Given all of the above is it not very misleading to simply call her "Charedi"?

It seems that every time the Charedi world tries to appeal to more moderate Americans they bring examples that fall into one of 2 categories:

1. Baalei teshuva
2. They grew up in modern homes

A few years ago, Aish Hatorah published an article Women at Work which claimed that Orthodox women can work at any job that they want.

Let's get something perfectly clear: Jewish women work. One of my neighbors is a nuclear physicist. I'm a zoo veterinarian.
And nowadays, like women all over the Western world, they work in every field. Some run their own businesses or are part of a larger corporation. Here in Israel one of my neighbors is a nuclear physicist. Another is a school principal. Several good friends are lawyers. One's a pediatrician. Two are successful artists. I'm a zoo veterinarian.
My point is, little is forbidden to us. We work in the fields we want. We have open choices. We can choose to work part-time or full-time.

As I pointed out then (See Misleading statements in the name of Kiruv) if Aish Hatorah was a Modern or Centrist Orthodox institution then these statements would be perfectly true and not misleading. However, Aish Hatorah is a Charedi institution and it's goal for it's students is that they join Israeli Charedi society. The fact is that if Elizabeth had been born to a Charedi family she would not have had a choice to be a veterinarian, a nuclear physicist or anything other then a school teacher. University study is strictly prohibited.
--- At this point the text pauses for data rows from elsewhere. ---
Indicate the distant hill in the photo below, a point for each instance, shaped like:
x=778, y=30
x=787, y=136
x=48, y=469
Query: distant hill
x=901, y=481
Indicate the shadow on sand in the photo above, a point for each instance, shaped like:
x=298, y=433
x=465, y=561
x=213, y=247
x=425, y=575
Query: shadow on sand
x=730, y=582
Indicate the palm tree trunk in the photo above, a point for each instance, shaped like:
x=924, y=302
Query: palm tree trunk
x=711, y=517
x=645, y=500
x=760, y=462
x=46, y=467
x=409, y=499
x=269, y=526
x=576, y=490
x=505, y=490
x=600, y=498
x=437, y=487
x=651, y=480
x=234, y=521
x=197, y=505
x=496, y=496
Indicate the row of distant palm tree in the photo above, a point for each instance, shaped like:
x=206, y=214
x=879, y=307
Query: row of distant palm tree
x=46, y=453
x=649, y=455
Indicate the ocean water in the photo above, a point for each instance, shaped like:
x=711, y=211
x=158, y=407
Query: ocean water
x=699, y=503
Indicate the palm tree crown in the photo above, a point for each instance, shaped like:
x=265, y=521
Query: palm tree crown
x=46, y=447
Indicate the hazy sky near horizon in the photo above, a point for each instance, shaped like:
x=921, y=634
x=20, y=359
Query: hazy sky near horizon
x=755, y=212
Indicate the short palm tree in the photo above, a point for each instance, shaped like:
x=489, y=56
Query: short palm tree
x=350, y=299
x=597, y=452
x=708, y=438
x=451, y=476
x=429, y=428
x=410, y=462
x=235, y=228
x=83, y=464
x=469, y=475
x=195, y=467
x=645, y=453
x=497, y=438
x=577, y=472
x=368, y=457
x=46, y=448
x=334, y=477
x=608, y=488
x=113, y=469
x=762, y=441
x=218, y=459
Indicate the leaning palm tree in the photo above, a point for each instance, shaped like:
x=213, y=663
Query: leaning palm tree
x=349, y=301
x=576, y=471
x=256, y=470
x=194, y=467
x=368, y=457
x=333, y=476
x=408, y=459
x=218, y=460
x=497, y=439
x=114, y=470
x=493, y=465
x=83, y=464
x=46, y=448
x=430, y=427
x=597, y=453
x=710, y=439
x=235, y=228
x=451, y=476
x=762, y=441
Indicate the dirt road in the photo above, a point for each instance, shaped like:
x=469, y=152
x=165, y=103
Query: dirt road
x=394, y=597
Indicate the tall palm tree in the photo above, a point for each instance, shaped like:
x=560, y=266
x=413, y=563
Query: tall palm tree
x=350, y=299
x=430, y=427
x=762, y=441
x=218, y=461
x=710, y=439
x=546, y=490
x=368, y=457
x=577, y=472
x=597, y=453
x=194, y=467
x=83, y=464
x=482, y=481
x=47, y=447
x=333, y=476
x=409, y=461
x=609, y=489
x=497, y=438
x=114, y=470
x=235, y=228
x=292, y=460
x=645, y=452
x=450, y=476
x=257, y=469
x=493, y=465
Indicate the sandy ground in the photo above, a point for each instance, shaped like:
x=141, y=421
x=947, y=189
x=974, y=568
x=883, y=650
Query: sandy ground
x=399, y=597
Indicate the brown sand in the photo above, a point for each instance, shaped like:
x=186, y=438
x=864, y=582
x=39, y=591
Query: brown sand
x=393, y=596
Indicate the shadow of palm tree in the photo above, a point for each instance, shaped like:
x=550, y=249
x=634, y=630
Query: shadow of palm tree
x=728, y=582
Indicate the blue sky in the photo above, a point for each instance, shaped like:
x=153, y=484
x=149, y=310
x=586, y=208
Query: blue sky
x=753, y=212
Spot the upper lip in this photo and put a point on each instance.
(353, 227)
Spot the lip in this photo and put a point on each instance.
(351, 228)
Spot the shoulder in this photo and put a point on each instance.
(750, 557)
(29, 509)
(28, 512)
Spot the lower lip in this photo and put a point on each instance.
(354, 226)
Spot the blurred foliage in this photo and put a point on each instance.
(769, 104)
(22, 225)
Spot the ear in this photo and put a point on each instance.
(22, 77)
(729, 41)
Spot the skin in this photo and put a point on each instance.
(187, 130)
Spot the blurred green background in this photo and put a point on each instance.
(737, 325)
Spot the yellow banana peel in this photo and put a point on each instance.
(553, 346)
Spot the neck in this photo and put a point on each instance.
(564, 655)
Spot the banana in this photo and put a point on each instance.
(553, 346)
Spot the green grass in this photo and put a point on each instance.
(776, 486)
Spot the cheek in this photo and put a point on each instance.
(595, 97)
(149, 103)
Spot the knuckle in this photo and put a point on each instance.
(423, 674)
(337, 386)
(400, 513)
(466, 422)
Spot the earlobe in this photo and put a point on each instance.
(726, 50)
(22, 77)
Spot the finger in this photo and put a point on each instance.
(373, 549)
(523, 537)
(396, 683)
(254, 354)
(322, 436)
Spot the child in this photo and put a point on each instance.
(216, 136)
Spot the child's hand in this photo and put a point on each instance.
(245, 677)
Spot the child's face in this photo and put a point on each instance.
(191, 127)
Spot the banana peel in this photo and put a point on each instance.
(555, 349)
In Yerushalayim and Bnei Brak even getting a high school diploma is prohibited (see this post No Bagrut for Beis Yaakov girls?).

I find it very offensive when Charedi institutions use examples of Baalei Teshiva or people who were brought up in a more Modern home, as Rosenblum does in this case, to try to make a point about the Israeli Charedi community. It is simply not true, the are not really in the same Charedi community. A "real" Israeli Charedi would never marry any of their children for example. Americans, either Baalei teshuva or those coming from a more modern home, have a very different world view and certainly do not represent Israeli Charedi society.